Бывает, в драке один другому рассечет голову, кровь хлещет, на рану страшно смотреть Пострадавший просит сделать ему перевязку и очень удивляется, когда мы отсылаем его домой. С чего бы это он бросит работу? Ах, это! Так ведь голова совсем не болит! И за два-три дня рана полностью затягивается, несмотря на ужасающие снадобья, которыми он, несомненно, лечится дома.

У одного рабочего на ноге образовался обширный абсцесс. Макс приказал ему отправляться домой, поскольку у бедняги явно поднялась температура.

– Не бойся, я оплачу тебе полный рабочий день.

Тот, поворчав, уходит. Но после полудня Макс снова видит его на раскопке.

– Ты почему здесь? Я же отправил тебя домой!

– Да ведь я и пошел домой, хваджа. – Между прочим, деревня его в восьми километрах. – Пришел, а там такая скучища. Поговорить не с кем. Одни женщины! Я и пришел назад. И правильно сделал – нарыв-то прорвался!
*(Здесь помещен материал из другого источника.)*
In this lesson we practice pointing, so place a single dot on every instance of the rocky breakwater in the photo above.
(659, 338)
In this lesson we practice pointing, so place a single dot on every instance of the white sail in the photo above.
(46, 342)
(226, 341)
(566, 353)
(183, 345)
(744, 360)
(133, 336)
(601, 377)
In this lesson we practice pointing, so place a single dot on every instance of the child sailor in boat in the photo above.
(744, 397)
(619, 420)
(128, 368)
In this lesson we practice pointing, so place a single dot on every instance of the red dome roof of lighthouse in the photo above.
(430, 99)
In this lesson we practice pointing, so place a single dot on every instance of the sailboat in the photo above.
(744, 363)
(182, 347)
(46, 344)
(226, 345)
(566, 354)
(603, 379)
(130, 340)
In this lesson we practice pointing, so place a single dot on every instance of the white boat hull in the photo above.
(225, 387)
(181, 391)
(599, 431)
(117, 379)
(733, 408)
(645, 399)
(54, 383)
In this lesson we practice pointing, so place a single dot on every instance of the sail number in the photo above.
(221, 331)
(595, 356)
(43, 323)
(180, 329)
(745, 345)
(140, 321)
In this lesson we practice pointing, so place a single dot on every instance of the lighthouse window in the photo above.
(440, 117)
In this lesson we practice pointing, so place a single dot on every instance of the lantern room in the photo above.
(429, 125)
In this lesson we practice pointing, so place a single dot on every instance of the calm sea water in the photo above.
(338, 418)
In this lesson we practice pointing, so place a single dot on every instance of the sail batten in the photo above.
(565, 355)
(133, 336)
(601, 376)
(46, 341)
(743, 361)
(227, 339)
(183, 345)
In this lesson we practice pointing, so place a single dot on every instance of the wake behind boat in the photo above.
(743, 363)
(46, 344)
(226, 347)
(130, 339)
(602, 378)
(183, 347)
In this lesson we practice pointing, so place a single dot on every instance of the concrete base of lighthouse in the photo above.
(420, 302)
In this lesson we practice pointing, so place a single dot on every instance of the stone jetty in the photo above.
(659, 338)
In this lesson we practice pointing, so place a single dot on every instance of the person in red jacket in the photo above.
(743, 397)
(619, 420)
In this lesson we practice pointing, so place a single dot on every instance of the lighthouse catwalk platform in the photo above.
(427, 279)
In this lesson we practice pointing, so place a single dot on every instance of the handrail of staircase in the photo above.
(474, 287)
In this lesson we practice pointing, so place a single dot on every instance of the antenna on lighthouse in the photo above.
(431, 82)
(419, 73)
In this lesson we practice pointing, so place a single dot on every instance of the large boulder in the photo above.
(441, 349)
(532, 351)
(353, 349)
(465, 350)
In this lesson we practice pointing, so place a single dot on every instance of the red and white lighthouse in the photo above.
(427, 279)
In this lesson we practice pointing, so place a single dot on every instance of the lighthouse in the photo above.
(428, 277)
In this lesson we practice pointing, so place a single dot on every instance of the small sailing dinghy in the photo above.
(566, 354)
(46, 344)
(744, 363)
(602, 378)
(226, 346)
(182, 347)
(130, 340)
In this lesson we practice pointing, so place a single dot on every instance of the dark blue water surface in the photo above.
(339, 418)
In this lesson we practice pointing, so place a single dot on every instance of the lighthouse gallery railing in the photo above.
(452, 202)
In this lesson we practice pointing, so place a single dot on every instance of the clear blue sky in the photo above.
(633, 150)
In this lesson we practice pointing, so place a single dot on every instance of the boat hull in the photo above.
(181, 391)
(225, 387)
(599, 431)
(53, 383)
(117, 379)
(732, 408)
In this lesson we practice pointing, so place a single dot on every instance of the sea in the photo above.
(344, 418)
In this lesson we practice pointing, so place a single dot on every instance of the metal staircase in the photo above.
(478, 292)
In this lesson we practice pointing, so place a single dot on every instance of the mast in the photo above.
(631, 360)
Сегодня возвращаемся в Шагар, а полковник и Кочка нас сменяют. Какое это блаженство – вернуться домой! По прибытии мы обнаруживаем, что полковник везде развесил оскорбительно-угрожающие записочки. Кроме того, он учинил такую уборку, что найти что-либо невозможно. Мы обдумываем ответные действия. Наконец решаем вырезать из старых газет снимки миссис Симпсон и развесить их в комнате полковника.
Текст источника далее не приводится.